Examples of low-histamine foods include fresh meat, eggs, wholegrain products including pasta and bread. Most fresh fruits are low in histamine, with the exception of citrus fruits. Similarly, most fresh vegetables are low in histamine, with the exception of tomatoes, aubergine and spinach.
What are histamine-liberating foods?
Even if a food is not itself high in histamine, it may trigger the body’s mast cells (the cells which produce histamine) to release histamine into the bloodstream. These foods are known as 'histamine liberators'.
Far less is known about histamine liberators and further studies are required in this area.
Examples of histamine-liberating foods include chocolate and nuts.
How does histamine affect the body?
High histamine levels, often referred to as a high ‘histamine load’, can affect the body in a number of ways.
Symptoms of high-histamine levels
- Gastrointestinal symptoms, such as abdominal distension, pain and diarrhoea
- Nerve symptoms, such as headaches
- Cardiovascular symptoms, such as low blood pressure, dizziness, and irregular heartbeat
- Skin symptoms such as facial flushing, itching and rash
- Respiratory symptoms (such as sneezing), although these are less common
Opportunity for the food and beverage industry
For individuals with high-histamine levels, adopting a low-histamine diet could lead to significant health benefits. However, there are concerns that its restrictive nature could lead to the absence of essential nutrients.

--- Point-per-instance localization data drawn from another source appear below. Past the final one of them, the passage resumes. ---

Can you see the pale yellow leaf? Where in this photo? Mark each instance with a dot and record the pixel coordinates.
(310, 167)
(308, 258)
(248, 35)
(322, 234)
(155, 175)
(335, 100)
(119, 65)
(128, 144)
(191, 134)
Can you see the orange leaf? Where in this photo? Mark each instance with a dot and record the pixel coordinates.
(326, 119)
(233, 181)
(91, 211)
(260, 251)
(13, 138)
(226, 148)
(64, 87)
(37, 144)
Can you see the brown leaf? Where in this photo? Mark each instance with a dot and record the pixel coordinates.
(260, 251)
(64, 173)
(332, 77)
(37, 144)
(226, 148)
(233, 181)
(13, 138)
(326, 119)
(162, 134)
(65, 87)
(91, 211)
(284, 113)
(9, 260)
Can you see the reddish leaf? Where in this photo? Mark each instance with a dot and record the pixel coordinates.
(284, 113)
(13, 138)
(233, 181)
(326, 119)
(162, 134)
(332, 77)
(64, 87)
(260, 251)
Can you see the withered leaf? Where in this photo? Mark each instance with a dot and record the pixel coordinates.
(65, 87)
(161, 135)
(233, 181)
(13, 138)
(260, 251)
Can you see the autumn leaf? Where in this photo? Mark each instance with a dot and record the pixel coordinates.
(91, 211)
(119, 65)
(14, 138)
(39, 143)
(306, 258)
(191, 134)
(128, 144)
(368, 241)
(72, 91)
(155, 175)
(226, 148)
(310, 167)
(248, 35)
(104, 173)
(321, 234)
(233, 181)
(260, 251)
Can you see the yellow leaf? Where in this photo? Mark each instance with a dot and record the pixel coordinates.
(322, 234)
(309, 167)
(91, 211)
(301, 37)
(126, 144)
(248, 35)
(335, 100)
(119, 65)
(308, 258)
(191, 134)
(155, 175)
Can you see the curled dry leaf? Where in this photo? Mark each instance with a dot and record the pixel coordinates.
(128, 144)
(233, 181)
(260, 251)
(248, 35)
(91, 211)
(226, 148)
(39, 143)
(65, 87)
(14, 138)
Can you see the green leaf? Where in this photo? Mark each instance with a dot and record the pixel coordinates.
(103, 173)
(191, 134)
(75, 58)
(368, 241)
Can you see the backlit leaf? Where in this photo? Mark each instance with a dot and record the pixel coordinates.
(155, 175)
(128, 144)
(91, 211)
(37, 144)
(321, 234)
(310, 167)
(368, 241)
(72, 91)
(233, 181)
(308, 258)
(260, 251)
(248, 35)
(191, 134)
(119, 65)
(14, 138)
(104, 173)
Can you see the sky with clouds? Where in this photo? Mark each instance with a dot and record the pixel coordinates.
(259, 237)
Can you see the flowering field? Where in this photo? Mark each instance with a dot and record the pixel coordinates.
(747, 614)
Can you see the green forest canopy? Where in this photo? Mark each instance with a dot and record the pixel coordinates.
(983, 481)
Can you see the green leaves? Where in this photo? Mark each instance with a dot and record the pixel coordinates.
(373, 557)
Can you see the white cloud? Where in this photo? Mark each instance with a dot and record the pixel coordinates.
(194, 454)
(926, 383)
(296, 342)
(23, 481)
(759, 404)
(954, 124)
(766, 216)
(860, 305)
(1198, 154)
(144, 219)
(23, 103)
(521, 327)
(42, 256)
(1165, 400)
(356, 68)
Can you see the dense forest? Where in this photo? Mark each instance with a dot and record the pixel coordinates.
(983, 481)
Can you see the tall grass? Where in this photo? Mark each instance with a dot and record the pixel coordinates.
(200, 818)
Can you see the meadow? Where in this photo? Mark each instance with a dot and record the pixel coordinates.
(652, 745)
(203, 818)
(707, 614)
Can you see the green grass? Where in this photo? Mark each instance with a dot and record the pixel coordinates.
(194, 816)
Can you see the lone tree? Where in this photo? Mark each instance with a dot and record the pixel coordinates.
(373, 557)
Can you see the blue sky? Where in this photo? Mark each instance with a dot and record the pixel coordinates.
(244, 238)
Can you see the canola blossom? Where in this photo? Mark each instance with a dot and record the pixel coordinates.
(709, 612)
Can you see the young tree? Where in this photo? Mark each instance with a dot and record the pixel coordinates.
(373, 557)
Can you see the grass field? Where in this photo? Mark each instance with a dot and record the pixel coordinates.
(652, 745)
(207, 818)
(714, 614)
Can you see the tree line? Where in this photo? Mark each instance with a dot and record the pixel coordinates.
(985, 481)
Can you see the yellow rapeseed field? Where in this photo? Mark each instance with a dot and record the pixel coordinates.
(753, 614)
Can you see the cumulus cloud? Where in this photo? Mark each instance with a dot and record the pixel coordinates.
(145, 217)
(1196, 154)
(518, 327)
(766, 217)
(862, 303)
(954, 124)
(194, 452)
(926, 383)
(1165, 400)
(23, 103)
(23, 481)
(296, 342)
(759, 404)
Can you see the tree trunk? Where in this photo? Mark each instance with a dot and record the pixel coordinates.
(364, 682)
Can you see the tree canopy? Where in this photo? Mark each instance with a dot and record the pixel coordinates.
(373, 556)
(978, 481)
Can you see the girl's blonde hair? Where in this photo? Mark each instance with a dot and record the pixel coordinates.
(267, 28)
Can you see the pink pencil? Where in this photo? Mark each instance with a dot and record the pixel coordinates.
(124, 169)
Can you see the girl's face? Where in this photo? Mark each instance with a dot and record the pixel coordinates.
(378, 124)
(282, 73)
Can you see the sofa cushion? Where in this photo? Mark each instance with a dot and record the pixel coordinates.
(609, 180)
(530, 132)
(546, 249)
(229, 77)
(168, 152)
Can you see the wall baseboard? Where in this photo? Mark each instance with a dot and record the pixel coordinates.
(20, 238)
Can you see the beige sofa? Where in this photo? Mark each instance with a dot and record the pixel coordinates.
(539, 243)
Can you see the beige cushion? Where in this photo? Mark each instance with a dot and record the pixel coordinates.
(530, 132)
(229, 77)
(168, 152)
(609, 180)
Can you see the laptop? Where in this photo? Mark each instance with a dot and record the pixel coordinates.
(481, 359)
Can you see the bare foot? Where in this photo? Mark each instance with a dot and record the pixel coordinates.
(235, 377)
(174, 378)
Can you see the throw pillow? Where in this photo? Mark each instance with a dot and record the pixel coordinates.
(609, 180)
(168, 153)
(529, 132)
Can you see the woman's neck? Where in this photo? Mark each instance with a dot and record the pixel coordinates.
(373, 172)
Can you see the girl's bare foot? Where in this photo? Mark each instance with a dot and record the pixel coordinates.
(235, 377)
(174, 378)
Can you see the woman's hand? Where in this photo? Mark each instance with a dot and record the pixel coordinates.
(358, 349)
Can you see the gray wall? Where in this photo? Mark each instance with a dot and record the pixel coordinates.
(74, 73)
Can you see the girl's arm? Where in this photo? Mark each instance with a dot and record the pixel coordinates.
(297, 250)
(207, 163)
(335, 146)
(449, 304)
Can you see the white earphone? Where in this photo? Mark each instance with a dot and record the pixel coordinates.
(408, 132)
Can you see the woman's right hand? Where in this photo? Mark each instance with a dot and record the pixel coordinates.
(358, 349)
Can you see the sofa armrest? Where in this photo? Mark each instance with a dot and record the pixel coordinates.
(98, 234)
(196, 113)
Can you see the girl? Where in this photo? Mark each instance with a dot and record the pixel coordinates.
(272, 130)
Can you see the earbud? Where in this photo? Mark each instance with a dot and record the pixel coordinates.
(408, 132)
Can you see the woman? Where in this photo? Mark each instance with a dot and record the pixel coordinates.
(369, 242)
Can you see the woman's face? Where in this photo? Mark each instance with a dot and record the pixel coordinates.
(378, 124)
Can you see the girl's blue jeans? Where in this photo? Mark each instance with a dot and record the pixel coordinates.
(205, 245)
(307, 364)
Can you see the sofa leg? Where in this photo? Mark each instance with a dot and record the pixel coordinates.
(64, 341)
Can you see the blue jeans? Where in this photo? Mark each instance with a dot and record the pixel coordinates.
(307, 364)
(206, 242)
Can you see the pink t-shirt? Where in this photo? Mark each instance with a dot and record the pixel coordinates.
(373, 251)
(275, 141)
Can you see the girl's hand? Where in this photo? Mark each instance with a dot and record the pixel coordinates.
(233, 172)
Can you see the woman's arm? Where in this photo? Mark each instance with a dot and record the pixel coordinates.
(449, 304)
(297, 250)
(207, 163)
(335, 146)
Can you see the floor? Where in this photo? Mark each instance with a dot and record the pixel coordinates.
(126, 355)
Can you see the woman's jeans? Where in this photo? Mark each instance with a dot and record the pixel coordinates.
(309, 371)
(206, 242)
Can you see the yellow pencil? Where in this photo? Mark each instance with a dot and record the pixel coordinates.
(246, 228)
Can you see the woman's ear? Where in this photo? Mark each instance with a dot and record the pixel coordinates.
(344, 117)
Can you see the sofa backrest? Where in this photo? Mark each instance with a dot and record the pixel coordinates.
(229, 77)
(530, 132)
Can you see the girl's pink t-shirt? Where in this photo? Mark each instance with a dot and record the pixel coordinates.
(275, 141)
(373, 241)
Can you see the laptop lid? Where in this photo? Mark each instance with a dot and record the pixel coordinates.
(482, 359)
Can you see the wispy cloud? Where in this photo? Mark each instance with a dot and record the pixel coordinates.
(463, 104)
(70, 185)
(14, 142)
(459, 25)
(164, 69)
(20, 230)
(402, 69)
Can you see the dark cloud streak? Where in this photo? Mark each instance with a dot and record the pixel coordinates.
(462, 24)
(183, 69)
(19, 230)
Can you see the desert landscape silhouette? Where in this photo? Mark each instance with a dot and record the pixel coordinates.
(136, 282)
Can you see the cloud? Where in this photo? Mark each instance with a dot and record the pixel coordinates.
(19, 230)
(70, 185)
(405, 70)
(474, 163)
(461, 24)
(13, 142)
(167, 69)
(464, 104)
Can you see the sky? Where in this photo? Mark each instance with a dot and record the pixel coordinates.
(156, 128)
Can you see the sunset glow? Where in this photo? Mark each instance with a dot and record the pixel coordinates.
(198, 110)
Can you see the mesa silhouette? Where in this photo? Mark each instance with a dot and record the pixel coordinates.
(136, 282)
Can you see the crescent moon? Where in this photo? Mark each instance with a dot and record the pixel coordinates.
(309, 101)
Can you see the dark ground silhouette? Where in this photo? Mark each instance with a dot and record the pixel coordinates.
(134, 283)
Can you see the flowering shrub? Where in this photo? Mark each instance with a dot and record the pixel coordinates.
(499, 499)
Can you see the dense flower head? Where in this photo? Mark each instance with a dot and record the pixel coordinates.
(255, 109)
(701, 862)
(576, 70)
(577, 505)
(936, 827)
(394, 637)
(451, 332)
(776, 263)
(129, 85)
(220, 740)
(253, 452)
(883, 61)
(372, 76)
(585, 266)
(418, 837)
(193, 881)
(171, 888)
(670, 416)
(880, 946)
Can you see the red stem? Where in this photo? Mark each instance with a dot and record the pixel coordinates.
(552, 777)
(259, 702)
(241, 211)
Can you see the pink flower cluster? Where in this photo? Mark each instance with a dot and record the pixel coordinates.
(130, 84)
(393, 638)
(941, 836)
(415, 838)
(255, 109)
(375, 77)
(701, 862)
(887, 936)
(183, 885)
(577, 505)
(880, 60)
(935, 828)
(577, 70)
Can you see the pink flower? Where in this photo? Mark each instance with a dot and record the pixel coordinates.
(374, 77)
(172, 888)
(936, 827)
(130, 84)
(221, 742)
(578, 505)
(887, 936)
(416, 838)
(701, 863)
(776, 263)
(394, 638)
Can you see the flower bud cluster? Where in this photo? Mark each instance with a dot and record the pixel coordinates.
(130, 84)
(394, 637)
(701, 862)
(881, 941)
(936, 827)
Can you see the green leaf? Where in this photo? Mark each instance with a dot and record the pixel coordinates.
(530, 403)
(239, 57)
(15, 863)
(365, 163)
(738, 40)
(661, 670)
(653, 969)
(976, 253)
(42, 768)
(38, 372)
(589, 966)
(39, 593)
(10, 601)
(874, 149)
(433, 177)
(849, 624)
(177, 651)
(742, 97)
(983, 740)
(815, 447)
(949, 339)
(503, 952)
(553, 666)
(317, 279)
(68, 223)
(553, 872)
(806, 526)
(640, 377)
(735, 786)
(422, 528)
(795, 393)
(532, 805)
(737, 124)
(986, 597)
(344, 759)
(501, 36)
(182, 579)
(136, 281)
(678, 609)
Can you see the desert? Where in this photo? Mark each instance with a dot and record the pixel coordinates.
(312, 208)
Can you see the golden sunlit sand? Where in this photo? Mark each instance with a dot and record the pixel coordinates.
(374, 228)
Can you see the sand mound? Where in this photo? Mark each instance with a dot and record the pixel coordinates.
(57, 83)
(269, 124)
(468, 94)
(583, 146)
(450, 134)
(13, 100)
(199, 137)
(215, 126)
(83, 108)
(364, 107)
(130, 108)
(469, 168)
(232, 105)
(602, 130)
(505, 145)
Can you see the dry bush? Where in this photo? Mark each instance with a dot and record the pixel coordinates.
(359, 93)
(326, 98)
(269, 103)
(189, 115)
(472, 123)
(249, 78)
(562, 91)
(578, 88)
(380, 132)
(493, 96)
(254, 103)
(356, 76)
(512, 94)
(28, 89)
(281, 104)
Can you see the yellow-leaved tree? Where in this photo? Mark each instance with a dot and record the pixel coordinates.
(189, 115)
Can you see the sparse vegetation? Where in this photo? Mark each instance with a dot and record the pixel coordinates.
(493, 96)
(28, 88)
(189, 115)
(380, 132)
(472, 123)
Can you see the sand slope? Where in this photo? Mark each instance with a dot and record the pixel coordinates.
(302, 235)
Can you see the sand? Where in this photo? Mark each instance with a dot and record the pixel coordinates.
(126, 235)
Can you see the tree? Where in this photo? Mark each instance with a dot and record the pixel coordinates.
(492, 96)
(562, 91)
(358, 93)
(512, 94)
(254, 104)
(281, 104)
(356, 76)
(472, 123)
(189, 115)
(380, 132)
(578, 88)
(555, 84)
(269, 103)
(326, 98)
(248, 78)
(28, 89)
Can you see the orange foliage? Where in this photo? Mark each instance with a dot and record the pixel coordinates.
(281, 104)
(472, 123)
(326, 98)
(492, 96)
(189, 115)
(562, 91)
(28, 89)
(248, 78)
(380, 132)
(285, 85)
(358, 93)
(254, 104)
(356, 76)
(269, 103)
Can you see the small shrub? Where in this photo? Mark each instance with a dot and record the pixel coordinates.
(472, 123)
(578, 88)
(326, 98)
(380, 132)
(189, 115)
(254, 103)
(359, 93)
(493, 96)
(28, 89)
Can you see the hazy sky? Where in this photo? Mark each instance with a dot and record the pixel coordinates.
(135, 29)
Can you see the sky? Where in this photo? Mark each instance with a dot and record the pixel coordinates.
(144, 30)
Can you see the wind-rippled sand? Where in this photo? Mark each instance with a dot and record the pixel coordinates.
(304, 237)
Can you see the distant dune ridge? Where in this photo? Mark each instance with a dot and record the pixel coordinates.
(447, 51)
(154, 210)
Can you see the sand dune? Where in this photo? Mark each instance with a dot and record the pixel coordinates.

"The low-histamine diet is not a diet that people should try without the support of an experienced health professional," explains The Calm Gut Dietitian's Hall. "It can be nutritionally and socially restrictive and there is a huge amount of conflicting information online. Professionals will be able to tell you which foods are actually low-histamine, based on research studies."
The restrictive nature of the low-histamine diet could potentially present a huge opportunity to food and beverage manufacturers. There is potential to create products specifically for individuals looking to reduce their histamine levels whilst maintaining their intake of essential vitamins and minerals. In the same way that most supermarkets now carry a gluten-free range, they could also offer a low-histamine range.
According to the European Federation of Asthma and Allergy Associations (EFA), “17 million Europeans suffer from food reactions, of which 3.5 million are under the age of 25.” Furthermore, these numbers are expected to rise, with the World Health Organization (WHO) now recognising food allergies and intolerances as a global health issue.